Foaming arises due to excessive saliva formation in the horse's mouth. This excessive saliva turns into a foamy substance due to the presence of a surfactant protein, called latherin. This protein is present in a high concentration in the horse's saliva and creates this foaminess.

Intensity level of foaminess

  • Confined in the lips area
  • Foam spreads throughout the mouth
  • Spreads from the mouth area to the chest

What are the natural causes of foam buildup in a horse's mouth? 

What are the natural causes of foam buildup in a horse's mouth

Apart from various medical factors, a horse naturally experiences foam buildup in its mouth. This is a part of the normal physiological process of horses. So, what situations trigger the appearance of foam in your horse's mouth? 

Normal production of saliva with the influence of a special protein

This foamy saliva forms naturally in their mouth due to chewing and helps digest their food such as pasture grasses, hay, legumes, and other dry forages.

When working with bit and bridle

Sufficient foaminess is desired to lubricate or smooth the bit and bridle surface. It helps to reduce the abrasion of these tacks with the teeth and mouth area of the horse. However, excessive foaming in the mouth indicates a discomfort with the bit. If you use a sturdy bit, that does not fit properly to the horse's mouth, causing excessive pressure. Ultimately, it stimulates the production of saliva. 

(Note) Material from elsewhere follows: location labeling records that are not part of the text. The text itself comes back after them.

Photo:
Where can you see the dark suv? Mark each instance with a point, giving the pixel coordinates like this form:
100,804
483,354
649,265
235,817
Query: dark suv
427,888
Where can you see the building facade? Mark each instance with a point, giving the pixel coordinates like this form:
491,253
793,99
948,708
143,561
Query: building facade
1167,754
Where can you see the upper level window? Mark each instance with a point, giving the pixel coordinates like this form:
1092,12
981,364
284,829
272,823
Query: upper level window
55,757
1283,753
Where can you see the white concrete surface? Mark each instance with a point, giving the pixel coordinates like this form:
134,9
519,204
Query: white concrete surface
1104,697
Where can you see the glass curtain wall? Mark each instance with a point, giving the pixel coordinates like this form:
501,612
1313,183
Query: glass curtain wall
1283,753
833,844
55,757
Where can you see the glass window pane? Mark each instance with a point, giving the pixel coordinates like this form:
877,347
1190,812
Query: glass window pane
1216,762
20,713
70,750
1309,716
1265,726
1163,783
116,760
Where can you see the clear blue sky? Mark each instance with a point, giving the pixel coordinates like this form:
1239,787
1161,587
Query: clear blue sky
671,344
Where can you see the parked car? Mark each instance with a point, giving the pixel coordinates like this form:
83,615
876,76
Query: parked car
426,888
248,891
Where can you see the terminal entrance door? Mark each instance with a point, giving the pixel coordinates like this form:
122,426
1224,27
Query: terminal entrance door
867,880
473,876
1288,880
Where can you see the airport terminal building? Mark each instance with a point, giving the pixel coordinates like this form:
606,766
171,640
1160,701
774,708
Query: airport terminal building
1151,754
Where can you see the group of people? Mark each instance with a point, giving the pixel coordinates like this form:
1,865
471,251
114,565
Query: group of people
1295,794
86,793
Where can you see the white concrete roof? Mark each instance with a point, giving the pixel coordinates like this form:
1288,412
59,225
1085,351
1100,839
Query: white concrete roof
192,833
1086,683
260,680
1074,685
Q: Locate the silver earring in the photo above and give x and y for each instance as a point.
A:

Salivation during exercise

During physical activities like training and exercise, foam may develop at the mouth as a response to stress release. 

Explore more: 

Horse Riding Adventure: Dealing with a horse with dropped fetlocks.

What are the medical concerns that are related to foam around a horse's mouth?

What are the medical concerns that are related to foam around a horse's mouth

A horse's mouth becomes frothy if the oral health of horses gets compromised due to various gastrointestinal, viral, and bacterial diseases. What are those health issues?

Oral ulcer, gum disease, tongue injury, and choke (Swallowing difficulty)

Irritation and discomfort in the Stomach, liver, oral cavity, tongue area, and difficulty in swallowing cause excessive production of saliva. Additionally, gastric neuritis (tumor in the stomach) and liver disease affect oral health, ultimately causing foamy saliva. 

Viral Infection: Rabies, Borna Disease and Arteritis 

When an infected animal bites the horses, they become infected with rabies. The genetic material of this virus enters the nerve cells of the brain. Then it migrates to the salivary gland and causes the formation of excessive foamy saliva. 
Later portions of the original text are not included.